3/ 4 pound sea scallops
1 tablespoons olive oil
1 garlic clove, sliced
1/ 4 onion, chopped
1 tablespoon butter
Shot of white wine, about 1/4 cup
Salt and pepper
1. In a medium bowl, rinse scallops in water. Drain. Cover scallops with milk and let sit in refrigerator for 2 hours. When ready to prepare, drain the milk and place scallops on paper towels to dry completely.
2. In a medium frying pan, add olive oil and butter. Melt butter and add scallops. Sprinkle salt and pepper lightly over scallops. On a medium to high flame, cook scallops about 2 – 3 minutes, check for browning. Turn scallops and cook about 1 ½ minutes more. Do not overcook. Scallops should be light to dark brown on both sides. Remove from pan.

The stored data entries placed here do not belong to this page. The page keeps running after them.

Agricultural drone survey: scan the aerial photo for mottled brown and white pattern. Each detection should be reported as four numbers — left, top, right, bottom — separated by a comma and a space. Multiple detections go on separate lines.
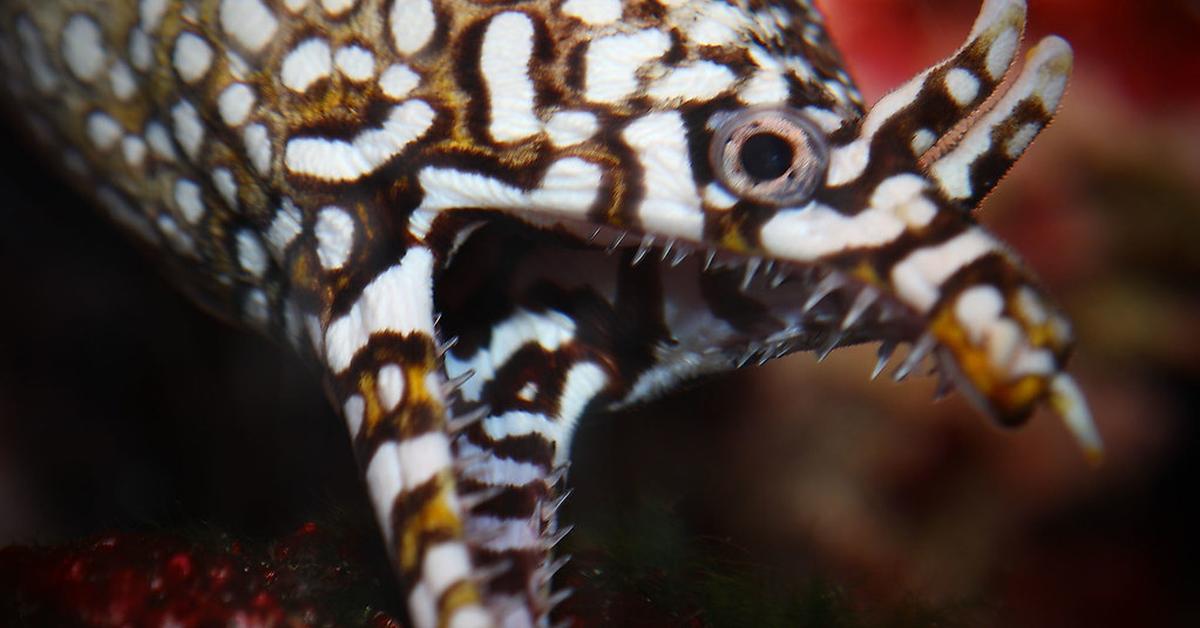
0, 1, 1098, 626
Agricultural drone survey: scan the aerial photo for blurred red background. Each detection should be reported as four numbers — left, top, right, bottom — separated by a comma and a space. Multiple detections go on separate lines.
2, 1, 1198, 626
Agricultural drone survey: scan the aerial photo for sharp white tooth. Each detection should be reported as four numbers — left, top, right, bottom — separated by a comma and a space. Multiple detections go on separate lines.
433, 313, 443, 327
933, 369, 954, 400
542, 524, 574, 550
547, 462, 571, 486
893, 334, 935, 381
442, 368, 475, 395
546, 586, 575, 612
670, 246, 689, 267
736, 346, 758, 368
588, 226, 602, 242
704, 248, 717, 271
447, 404, 490, 433
605, 230, 627, 253
1049, 373, 1104, 466
741, 257, 761, 290
817, 331, 842, 362
840, 286, 879, 331
541, 488, 573, 521
632, 234, 654, 265
769, 268, 789, 289
659, 238, 675, 261
437, 336, 459, 356
803, 272, 845, 313
539, 554, 572, 586
872, 341, 897, 380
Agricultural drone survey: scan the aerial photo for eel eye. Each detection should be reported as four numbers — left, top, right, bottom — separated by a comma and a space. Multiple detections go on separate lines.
709, 107, 829, 207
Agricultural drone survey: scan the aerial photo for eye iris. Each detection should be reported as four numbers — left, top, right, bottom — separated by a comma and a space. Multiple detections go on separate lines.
739, 132, 793, 181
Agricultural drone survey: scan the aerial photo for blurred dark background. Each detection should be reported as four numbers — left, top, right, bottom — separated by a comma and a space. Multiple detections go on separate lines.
1, 0, 1198, 626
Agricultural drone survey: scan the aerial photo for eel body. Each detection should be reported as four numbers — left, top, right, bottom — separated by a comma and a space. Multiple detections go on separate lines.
0, 0, 1098, 625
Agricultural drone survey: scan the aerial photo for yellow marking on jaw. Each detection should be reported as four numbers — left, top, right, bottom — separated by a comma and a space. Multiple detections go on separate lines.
399, 479, 466, 571
930, 303, 1049, 422
441, 579, 485, 620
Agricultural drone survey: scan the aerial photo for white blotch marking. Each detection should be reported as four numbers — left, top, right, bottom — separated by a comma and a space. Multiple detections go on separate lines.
174, 178, 204, 223
481, 12, 540, 143
140, 0, 168, 31
516, 381, 538, 402
443, 309, 576, 403
703, 182, 738, 210
243, 124, 273, 175
343, 394, 365, 437
827, 76, 925, 185
545, 110, 597, 147
585, 29, 671, 103
156, 214, 195, 255
108, 61, 138, 100
16, 17, 59, 93
285, 100, 435, 181
335, 45, 375, 82
390, 0, 436, 55
891, 228, 999, 313
468, 514, 540, 552
378, 63, 420, 99
986, 28, 1019, 80
408, 584, 437, 628
911, 128, 937, 156
872, 174, 937, 229
739, 69, 789, 106
315, 206, 356, 270
220, 0, 279, 53
171, 100, 205, 160
411, 157, 601, 238
212, 168, 238, 208
97, 187, 158, 244
173, 32, 214, 83
954, 285, 1005, 344
447, 606, 491, 628
324, 247, 435, 372
244, 289, 270, 326
562, 0, 621, 25
1005, 122, 1042, 159
681, 1, 755, 46
801, 107, 847, 134
321, 0, 358, 16
647, 61, 736, 102
397, 432, 452, 490
1016, 287, 1048, 325
236, 230, 269, 278
62, 14, 106, 83
281, 38, 332, 92
944, 67, 980, 106
422, 542, 472, 599
456, 440, 545, 487
129, 28, 153, 72
266, 198, 304, 261
122, 135, 147, 168
365, 443, 404, 535
623, 112, 704, 241
218, 83, 256, 127
284, 0, 309, 13
377, 364, 405, 412
480, 360, 604, 463
86, 112, 123, 151
555, 362, 607, 463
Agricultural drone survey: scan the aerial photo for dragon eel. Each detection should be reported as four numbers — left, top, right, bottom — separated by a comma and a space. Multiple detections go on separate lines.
0, 0, 1099, 625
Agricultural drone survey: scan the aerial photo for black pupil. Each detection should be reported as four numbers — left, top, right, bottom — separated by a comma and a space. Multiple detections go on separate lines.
739, 132, 794, 181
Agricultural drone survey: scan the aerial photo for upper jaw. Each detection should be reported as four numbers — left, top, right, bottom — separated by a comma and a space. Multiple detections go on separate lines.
539, 213, 1102, 464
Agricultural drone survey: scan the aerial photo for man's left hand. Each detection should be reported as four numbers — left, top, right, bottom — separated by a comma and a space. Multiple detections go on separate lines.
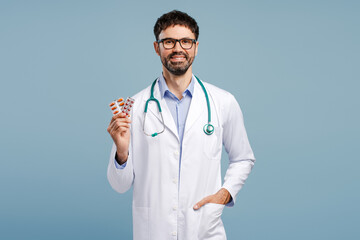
193, 188, 232, 210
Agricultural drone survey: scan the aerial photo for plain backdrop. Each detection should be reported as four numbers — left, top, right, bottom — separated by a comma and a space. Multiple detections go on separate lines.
0, 0, 359, 239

3. Add chopped onions and sliced garlic. Sautee garlic and onions while scrapping pan, till tender. Add white wine and continue to cook. Remove pan from flame and set aside.
4. Add scallops to sauce and serve immediately
5. Optional – Server scallops on top of risotto, garnished with fresh parsley.
6. Serves 2 persons.
7. ENJOY – Scallops made seared simply!
I gotta believe all of you have heard a certain piece of advice a million times over: pursue your passion and the money will follow. My passion just happens to be cooking, and I’ve been happily pursuing it for many decades! While the money hasn’t exactly followed, I have no regrets. My intense interests in cooking and baking have attracted new friends and experiences to my life. When I run into someone with the same passion I have about cooking, they can’t wait to share some new recipe, especially if it was a success. However, with every cooking success there are equal amounts of cooking disasters. These disasters become opportunities to learn what not to do or just opportunities to laugh over our mistakes.

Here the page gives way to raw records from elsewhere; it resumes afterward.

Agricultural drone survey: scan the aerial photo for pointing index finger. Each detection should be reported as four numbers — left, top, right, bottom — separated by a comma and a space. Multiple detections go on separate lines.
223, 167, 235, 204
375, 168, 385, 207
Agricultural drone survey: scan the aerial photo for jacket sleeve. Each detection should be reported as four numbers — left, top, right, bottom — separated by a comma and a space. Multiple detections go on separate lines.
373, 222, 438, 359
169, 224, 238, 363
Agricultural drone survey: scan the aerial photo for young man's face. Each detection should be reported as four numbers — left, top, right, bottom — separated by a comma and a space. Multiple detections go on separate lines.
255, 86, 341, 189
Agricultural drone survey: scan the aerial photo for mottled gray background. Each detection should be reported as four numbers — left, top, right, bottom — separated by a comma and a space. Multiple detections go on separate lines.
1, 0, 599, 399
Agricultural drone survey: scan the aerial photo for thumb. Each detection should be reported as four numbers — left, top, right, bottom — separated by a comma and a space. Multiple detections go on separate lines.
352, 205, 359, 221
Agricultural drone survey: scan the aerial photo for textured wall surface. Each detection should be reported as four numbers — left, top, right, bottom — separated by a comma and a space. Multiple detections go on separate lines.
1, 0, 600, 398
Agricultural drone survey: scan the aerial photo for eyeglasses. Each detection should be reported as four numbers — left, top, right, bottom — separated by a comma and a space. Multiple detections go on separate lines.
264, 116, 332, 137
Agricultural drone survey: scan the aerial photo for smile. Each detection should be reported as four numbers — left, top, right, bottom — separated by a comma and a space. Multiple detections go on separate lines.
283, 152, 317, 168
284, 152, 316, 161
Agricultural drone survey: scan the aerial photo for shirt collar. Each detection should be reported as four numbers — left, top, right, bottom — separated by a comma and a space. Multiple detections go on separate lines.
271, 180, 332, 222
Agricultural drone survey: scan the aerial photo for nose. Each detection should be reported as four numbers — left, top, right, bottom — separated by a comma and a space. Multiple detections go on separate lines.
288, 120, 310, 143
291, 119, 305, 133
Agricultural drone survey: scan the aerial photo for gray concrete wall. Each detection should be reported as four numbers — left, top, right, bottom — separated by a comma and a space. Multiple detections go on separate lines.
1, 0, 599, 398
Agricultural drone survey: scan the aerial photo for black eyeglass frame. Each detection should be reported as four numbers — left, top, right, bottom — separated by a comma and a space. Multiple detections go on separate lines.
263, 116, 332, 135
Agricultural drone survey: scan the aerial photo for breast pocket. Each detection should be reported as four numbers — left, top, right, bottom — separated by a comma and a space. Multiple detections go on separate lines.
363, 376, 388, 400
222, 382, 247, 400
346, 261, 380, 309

Whether at a party or on line at the food store, I always seem to connect with the one person who loves cooking as much as I do. Those of us who love to cook, also love to talk about cooking and food. Now this brings me to a little something I learned about my featured Scallop recipe – years ago a friend told me if you soak scallops in milk it would remove any fishy smell. It proved to be a great little tip which made a big change in the outcome of my scallop recipes. Soaking Bay or Sea scallops in milk prior to cooking does indeed remove that fishy smell and makes them nice and tender. In addition, my sister-in-law, Donna, also advised, that I always soak in milk first, any frozen fish that I defrost before I plan on cooking it. There you have, milk, it does fish good!
A little tip from Somebody’s Mom…..chat it up with folks in front of you or behind you on line in the grocery store. You might get a tip that could change one of your recipes from great to marvelous darling! OK, if nothing else, it will make your waiting time on line a lot less frustrating!